At this, the J.ews began to argue among themselves, “How can this man give us His flesh to eat?”

John 6:53-55
So Jesus said to them, “Truly, truly, I tell you, unless you eat the flesh and drink the blood of the Son of Man, you have no life in you. Whoever eats My flesh and drinks My blood has eternal life, and I will raise him up at the last day. For My flesh is real food, and My blood is real drink."

The controversy here has continuously come up for as long as I've been paying attention to debates within/against Christianity. One side attempts to make the words of Christ into something sinister. As in, a literal interpretation of eating flesh and drinking blood.

Still, most others (even non-believers) explain the words of Christ as symbolic, and detail what the symbolism is meant to represent. They usually draw from other passages to make their arguments.

But, as I re-read the following verses, it seems traversing beyond this passage isn't necessary.

John 6:61
Aware that his disciples were grumbling about this, Jesus said to them, "Does this offend you?

John 6:63
The Spirit gives life; the flesh profits nothing. The words I have spoken to you are spirit and they are life.

He just got through saying "this bread, which I will give for the life of the world, is My flesh" only a moment ago. Now, He's clarifying that "the flesh profits nothing"?

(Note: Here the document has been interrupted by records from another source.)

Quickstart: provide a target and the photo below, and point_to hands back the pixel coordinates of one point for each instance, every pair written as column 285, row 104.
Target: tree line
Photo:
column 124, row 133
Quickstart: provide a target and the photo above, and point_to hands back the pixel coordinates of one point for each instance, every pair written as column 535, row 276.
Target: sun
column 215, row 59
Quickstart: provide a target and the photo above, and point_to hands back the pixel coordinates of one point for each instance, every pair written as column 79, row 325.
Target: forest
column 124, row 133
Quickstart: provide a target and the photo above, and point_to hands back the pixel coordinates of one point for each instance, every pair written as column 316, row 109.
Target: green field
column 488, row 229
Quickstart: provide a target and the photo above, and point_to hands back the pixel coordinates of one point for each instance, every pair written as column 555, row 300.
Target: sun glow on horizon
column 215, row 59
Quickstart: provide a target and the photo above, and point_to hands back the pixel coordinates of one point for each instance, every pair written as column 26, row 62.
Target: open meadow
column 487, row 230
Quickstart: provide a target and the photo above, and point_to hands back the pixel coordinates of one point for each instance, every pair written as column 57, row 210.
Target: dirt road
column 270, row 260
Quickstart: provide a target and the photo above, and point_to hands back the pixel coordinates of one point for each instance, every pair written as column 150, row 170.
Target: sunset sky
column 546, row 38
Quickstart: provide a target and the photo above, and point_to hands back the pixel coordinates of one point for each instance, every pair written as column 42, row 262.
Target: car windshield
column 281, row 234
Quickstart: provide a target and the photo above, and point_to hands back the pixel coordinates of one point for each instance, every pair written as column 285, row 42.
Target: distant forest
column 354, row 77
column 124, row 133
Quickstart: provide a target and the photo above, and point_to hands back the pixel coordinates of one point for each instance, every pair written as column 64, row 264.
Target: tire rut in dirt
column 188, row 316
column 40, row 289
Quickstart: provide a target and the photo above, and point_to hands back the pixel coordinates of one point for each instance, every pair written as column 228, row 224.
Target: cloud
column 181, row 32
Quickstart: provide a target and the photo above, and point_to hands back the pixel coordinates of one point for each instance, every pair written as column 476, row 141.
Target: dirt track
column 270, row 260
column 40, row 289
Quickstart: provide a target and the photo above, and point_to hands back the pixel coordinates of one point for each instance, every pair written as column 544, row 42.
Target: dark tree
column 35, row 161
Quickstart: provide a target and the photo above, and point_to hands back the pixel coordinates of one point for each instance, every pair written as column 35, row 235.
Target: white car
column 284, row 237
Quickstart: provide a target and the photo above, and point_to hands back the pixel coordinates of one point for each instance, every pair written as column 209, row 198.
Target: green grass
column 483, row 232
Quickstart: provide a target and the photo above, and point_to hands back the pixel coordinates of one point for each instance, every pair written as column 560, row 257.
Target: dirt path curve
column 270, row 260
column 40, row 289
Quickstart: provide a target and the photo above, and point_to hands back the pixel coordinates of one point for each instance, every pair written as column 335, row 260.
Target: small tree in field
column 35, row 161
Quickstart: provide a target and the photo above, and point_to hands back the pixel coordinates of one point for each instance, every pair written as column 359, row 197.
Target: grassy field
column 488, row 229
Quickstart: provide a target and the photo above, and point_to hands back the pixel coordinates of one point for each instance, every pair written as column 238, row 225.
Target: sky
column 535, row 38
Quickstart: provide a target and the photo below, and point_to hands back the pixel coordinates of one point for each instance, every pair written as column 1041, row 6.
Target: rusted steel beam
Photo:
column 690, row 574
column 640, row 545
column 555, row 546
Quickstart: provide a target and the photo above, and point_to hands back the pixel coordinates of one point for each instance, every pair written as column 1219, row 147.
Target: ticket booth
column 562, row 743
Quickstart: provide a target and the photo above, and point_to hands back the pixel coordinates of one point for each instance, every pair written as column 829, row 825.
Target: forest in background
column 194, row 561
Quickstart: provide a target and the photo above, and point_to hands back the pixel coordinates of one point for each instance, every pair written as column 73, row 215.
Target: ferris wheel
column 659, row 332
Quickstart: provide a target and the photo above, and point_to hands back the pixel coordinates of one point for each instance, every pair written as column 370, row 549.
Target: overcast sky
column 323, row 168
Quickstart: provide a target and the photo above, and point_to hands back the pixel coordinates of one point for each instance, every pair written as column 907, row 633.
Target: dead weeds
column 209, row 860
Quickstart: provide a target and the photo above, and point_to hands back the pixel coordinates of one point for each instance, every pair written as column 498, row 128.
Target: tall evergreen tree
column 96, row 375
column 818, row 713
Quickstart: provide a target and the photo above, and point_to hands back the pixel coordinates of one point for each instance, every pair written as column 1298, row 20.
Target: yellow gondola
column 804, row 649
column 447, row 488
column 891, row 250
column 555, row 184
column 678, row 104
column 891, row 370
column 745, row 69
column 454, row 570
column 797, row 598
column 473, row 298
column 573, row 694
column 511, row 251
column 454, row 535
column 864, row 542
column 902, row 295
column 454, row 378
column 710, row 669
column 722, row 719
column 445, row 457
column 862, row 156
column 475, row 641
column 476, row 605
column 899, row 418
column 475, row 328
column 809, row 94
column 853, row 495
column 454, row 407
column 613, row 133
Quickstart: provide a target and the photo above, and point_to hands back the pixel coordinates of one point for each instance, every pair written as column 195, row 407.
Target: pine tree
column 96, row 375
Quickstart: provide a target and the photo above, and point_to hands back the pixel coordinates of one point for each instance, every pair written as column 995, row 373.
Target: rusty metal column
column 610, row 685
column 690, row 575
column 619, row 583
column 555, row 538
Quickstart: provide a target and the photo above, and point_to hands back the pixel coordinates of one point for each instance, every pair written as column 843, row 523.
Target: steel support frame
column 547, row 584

Only one reading makes sense here. The point where He clarifies himself to His begrudging disciples, this is where He tells them what His words actually meant.

Before, I thought He was just telling them not not to doubt His words as they are full of spirit and life.

Now, I think He was actually interpreting His symbolism. "The Spirit gives life; the flesh profits nothing." He first lays this out there to show they should've caught onto His veiled language from the start. "The words I have spoken to you are spirit and they are life." He's telling them the words 'flesh' and 'blood' were stand-ins for the words 'spirit' and 'life'.

Not too monumental a notion. But is He then saying His flesh is not actually flesh, but rather spirit in the form of flesh?

I came to this reading after looking at the various ways Jesus tries to engage His disciples in symbolic teachings only to have to explain everything because they don't get it. Like when He warns them about the doctrine of the Pharisees and Sadducees:

Matthew 16:5-8, 11-12
5 When they crossed to the other side, the disciples forgot to take bread. 6 “Watch out!” Jesus told them. “Beware of the leaven of the Pharisees and Sadducees.”

7 They discussed this among themselves and concluded, “It is because we did not bring any bread.”

8 Aware of their conversation, Jesus said, “You of little faith, why are you debating among yourselves about having no bread?

11 How do you not understand that I was not telling you about bread? But beware of the leaven of the Pharisees and Sadducees.”

12 Then they understood that He was not telling them to beware of the leaven used in bread, but of the teaching of the Pharisees and Sadducees.

Anyway, all this and my main takeaway is probably just that Jesus was telling us something about His 'flesh' being different than our flesh. This resonates as I've been contemplating the incarnation and how Jesus was likely only human in form but not in His true nature.